YouTube Strikes Premium Video Pact with Time Warner
Site cedes some control over the player and advertising experience to host TV and movie clips from Warner Bros. and Turner Broadcasting.
Site cedes some control over the player and advertising experience to host TV and movie clips from Warner Bros. and Turner Broadcasting.
YouTube has won the right to host short-form TV and movie clips from Time Warner. The agreement covers Warner Bros. movies and series like “Gossip Girl” and “The Ellen Degeneres Show,” along with TV fare from Turner-owned CNN, Cartoon Network, and its Adult Swim programming.
Under the deal’s terms, Time Warner’s video player will be integrated into the site. Turner and Warner Bros. are permitted to set up YouTube channels for their individual brands, and to sell their own ads.

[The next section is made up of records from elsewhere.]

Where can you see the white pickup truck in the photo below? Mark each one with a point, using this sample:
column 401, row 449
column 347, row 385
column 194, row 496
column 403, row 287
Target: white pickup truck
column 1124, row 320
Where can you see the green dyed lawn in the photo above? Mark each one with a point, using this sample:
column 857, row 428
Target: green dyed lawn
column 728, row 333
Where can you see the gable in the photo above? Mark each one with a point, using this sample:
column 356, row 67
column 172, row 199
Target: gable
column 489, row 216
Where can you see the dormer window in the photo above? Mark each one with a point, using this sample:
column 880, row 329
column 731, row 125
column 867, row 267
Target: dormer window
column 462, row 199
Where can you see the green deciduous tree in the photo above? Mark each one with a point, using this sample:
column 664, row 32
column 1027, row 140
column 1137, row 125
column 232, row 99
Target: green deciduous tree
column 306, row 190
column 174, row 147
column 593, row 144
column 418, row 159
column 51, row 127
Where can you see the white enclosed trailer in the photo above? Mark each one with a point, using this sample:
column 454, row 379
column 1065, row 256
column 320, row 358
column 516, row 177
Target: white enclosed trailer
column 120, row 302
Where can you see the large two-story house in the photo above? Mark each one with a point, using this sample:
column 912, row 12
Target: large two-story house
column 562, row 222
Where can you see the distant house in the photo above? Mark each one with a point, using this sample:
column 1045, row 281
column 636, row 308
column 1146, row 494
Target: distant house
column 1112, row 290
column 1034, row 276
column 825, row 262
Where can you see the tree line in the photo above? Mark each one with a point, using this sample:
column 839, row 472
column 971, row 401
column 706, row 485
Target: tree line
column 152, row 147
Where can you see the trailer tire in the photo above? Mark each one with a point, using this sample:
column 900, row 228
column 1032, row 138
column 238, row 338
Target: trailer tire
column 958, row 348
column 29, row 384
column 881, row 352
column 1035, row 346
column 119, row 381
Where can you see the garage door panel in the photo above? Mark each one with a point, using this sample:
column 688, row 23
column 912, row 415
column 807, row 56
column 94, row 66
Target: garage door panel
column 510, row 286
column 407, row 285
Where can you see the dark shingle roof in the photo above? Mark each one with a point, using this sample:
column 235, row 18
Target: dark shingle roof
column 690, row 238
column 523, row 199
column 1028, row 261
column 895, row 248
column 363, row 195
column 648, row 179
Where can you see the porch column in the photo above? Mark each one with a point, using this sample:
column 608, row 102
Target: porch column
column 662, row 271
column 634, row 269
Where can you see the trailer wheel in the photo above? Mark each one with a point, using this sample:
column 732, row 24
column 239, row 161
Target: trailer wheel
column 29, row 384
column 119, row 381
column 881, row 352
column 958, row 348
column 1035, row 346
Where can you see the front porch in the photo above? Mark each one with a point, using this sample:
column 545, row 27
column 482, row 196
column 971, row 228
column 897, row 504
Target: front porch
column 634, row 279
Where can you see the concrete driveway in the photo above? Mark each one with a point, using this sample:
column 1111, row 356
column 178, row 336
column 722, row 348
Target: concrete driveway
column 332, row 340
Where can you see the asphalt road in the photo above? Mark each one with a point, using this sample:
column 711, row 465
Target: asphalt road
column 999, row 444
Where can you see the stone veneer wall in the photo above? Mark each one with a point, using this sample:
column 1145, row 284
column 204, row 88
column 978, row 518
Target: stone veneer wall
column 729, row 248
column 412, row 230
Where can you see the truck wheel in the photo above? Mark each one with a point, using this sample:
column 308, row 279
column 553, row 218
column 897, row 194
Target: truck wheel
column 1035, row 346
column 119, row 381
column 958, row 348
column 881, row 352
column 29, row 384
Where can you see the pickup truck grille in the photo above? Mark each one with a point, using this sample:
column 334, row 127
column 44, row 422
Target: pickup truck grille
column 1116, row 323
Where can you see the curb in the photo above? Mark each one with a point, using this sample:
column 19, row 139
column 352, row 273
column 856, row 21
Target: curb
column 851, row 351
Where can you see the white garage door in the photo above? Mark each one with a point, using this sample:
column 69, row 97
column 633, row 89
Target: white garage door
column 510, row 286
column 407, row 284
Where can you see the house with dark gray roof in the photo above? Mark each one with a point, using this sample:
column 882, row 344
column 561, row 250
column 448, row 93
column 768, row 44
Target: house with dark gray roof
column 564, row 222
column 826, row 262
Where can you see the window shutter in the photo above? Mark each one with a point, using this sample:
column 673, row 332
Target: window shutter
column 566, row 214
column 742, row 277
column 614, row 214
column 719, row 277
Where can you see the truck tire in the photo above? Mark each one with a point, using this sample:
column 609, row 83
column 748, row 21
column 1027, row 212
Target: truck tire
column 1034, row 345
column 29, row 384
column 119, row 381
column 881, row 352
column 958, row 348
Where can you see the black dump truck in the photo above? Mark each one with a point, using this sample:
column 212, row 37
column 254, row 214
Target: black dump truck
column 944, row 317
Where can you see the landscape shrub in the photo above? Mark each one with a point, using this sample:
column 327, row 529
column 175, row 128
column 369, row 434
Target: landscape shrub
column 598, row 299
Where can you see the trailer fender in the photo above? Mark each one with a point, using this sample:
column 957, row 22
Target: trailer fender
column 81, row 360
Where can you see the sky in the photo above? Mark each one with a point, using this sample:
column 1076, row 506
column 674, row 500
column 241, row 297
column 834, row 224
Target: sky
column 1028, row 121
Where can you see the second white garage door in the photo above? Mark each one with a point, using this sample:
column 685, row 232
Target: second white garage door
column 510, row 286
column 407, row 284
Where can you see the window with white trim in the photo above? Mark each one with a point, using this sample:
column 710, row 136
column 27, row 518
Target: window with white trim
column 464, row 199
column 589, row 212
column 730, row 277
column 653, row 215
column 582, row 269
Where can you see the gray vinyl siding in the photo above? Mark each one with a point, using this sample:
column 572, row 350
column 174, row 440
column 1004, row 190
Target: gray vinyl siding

In those aspects, the relationship is similar to YouTube’s March deal with Disney/ABC Television Group. As with the Disney/ABC deal, YouTube’s access to Time Warner’s full-length TV content is limited to short clips, teasers, and recaps. There may be more promise in the clips from CNN, Cartoon Network, and Adult Swim, since those networks specialize in short-form programming anyway.
A YouTube spokesperson said that to fixate on the absence of long-form content, as some advertisers have, is to miss the point.
“The focus in the media right now is largely on long-form content,” said the rep, Chris Dale. “What we’ve steadily been doing over the last year and a half is finding these deals with premium partners…that is bringing more monetizable content to YouTube.”
As time wears on, YouTube has proven ever more agreeable to the terms laid by network owners, though it means surrendering control over the player and advertising experience. The Google-owned site has decided those sacrifices are acceptable if they allow it to further its urgent quest to win the syndication rights to top-shelf programming.
Until last spring, the only premium content it could boast was older series such as “Beverly Hills 90210,” “MacGyver, and “Star Trek The Original Series.” Those older shows came through deals with CBS, Lions Gate, MGM, and Sony.
Today’s announcement expands on an existing relationship between Time Warner and YouTube. Time Warner’s HBO premium cable network currently uses the site to promote video clips from “True Blood,” “Hung,” and “Entourage.” CNN International has also made clips available on a country-restricted basis.